Hyperglycemia: Elevations of serum glucose have occurred in patients treated with Alunbrig. Fasting serum glucose should be assessed prior to initiation of Alunbrig and monitored periodically thereafter. Antihyperglycaemic treatment should be initiated or optimised as needed. If adequate hyperglycaemic control cannot be achieved with optimal medical management, Alunbrig should be withheld until adequate hyperglycaemic control is achieved; upon recovery reducing the dose as described in Table 5 may be considered or Alunbrig may be permanently discontinued.
Drug-drug interactions: The concomitant use of Alunbrig with strong CYP3A inhibitors should be avoided. If concomitant use of strong CYP3A inhibitors cannot be avoided, the dose of Alunbrig should be reduced from 180 mg to 90 mg, or from 90 mg to 60 mg. After discontinuation of a strong CYP3A inhibitor, Alunbrig should be resumed at the dose that was tolerated prior to the initiation of the strong CYP3A inhibitor.

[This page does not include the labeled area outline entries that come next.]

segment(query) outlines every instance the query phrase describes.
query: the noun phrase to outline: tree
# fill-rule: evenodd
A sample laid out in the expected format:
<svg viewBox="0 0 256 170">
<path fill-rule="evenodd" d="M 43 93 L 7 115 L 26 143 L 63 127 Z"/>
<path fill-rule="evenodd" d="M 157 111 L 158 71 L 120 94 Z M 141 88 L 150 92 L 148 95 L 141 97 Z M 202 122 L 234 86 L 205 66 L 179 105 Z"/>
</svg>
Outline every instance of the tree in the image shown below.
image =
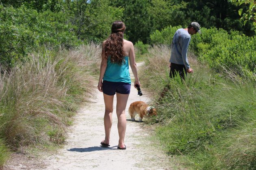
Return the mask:
<svg viewBox="0 0 256 170">
<path fill-rule="evenodd" d="M 70 21 L 79 39 L 100 42 L 111 32 L 112 23 L 120 20 L 123 10 L 110 6 L 109 0 L 75 0 L 70 5 Z"/>
<path fill-rule="evenodd" d="M 126 34 L 129 40 L 135 43 L 141 40 L 148 43 L 152 30 L 152 23 L 149 13 L 150 0 L 113 0 L 113 6 L 124 8 L 124 21 L 126 26 Z"/>
<path fill-rule="evenodd" d="M 243 22 L 244 25 L 249 21 L 252 22 L 253 26 L 256 27 L 256 1 L 230 0 L 229 1 L 237 6 L 242 7 L 238 10 L 238 13 L 242 16 L 241 19 Z"/>
</svg>

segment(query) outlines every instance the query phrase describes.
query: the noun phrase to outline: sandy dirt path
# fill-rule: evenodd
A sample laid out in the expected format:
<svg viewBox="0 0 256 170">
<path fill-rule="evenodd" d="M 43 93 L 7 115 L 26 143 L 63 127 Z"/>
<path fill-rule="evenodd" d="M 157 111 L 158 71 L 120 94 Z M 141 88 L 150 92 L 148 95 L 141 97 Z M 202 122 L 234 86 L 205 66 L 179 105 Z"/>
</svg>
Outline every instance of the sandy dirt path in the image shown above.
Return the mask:
<svg viewBox="0 0 256 170">
<path fill-rule="evenodd" d="M 139 64 L 141 65 L 141 64 Z M 132 79 L 132 74 L 130 70 Z M 132 80 L 132 82 L 134 82 Z M 103 94 L 95 90 L 97 97 L 87 104 L 75 116 L 75 121 L 68 130 L 67 144 L 57 153 L 43 162 L 44 166 L 33 169 L 46 170 L 158 170 L 170 169 L 169 157 L 153 147 L 148 139 L 150 131 L 144 129 L 143 123 L 130 121 L 128 113 L 130 104 L 136 101 L 150 102 L 143 89 L 140 97 L 132 83 L 126 109 L 127 124 L 125 138 L 126 150 L 117 149 L 118 142 L 116 98 L 114 98 L 113 121 L 108 148 L 100 147 L 104 138 L 103 117 L 104 111 Z M 95 87 L 95 88 L 96 87 Z M 137 115 L 136 120 L 138 119 Z M 143 127 L 144 127 L 143 128 Z M 20 168 L 22 168 L 20 166 Z M 9 168 L 11 168 L 9 166 Z M 14 167 L 13 169 L 16 169 Z M 21 169 L 30 169 L 27 165 Z"/>
</svg>

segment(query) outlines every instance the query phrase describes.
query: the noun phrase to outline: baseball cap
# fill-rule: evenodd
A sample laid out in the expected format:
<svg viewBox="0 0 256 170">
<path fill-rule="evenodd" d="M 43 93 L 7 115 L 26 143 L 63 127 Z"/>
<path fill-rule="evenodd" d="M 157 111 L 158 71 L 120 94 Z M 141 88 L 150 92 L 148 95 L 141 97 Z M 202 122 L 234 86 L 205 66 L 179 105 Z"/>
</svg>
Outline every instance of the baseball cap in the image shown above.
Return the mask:
<svg viewBox="0 0 256 170">
<path fill-rule="evenodd" d="M 200 25 L 199 25 L 198 23 L 196 22 L 192 22 L 190 24 L 190 25 L 191 27 L 194 27 L 198 33 L 200 34 L 202 33 L 202 32 L 200 30 Z"/>
</svg>

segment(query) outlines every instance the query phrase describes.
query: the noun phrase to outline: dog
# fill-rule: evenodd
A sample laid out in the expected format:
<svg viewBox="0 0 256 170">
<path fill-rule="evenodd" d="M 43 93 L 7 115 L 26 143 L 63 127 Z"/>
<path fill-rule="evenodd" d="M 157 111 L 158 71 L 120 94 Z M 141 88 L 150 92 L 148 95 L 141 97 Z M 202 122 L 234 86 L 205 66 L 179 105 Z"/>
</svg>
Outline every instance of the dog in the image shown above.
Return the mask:
<svg viewBox="0 0 256 170">
<path fill-rule="evenodd" d="M 139 122 L 142 121 L 143 117 L 148 117 L 157 115 L 156 110 L 154 107 L 148 105 L 146 103 L 141 101 L 132 103 L 129 107 L 129 113 L 131 116 L 131 120 L 135 121 L 135 116 L 138 114 L 139 116 Z"/>
</svg>

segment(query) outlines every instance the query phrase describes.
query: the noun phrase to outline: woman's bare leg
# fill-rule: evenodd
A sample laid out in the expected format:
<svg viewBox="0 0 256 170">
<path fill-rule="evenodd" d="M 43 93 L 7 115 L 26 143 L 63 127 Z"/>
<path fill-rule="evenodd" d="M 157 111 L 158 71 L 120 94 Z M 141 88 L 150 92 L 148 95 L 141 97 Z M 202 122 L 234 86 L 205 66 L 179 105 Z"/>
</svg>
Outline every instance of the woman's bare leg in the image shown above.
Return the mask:
<svg viewBox="0 0 256 170">
<path fill-rule="evenodd" d="M 123 94 L 117 93 L 117 129 L 119 135 L 118 146 L 124 148 L 124 136 L 126 129 L 126 118 L 125 108 L 127 104 L 129 94 Z"/>
<path fill-rule="evenodd" d="M 110 131 L 112 125 L 112 113 L 113 113 L 113 100 L 114 95 L 109 96 L 103 94 L 105 103 L 105 115 L 104 115 L 104 127 L 105 128 L 105 140 L 103 141 L 106 144 L 109 144 Z"/>
</svg>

The concomitant use of Alunbrig with strong and moderate CYP3A inducers should be avoided (see Interactions). If concomitant use of moderate CYP3A inducers cannot be avoided, the dose of Alunbrig may be increased in 30 mg increments after 7 days of treatment with the current Alunbrig dose as tolerated, up to a maximum of twice the Alunbrig dose that was tolerated prior to the initiation of the moderate CYP3A inducer. After discontinuation of a moderate CYP3A inducer, Alunbrig should be resumed at the dose that was tolerated prior to the initiation of the moderate CYP3A inducer.
Photosensitivity and photodermatosis: Photosensitivity to sunlight has occurred in patients treated with Alunbrig (see Adverse Reactions). Patients should be advised to avoid prolonged sun exposure while taking Alunbrig, and for at least 5 days after discontinuation of treatment. When outdoors, patients should be advised to wear a hat and protective clothing, and to use a broad-spectrum Ultraviolet A (UVA)/ Ultraviolet B (UVB) sunscreen and lip balm (SPF ≥30) to help protect against potential sunburn. For severe photosensitivity reactions (≥ Grade 3), Alunbrig should be withheld until recovery to baseline. The dose should be modified accordingly (see Dosage & Administration).

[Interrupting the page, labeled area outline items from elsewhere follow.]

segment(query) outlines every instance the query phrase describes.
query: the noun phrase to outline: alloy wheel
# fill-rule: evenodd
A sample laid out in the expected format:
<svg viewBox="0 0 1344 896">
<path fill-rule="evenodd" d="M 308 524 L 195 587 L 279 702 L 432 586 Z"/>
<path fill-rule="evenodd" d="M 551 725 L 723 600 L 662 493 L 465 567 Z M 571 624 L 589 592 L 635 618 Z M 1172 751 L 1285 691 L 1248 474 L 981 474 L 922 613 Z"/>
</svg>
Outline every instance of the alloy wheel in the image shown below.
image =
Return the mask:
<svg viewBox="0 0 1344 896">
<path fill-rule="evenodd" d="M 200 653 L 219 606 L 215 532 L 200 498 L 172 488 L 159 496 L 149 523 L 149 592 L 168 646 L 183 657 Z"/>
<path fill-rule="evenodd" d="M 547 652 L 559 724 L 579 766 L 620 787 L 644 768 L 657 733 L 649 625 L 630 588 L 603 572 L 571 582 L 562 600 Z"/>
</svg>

Lactose: Alunbrig contains lactose monohydrate. Patients with rare hereditary problems of galactose intolerance, total lactase deficiency or glucose-galactose malabsorption should not take this medicinal product.
Sodium: This medicinal product contains less than 1 mmol sodium (23 mg) per tablet, that is to say essentially 'sodium-free'.
Effects on Ability to Drive and Use Machines: Alunbrig has minor influence on the ability to drive and use machines. However, caution should be exercised when driving or operating machines as patients may experience visual disturbance, dizziness, or fatigue while taking Alunbrig.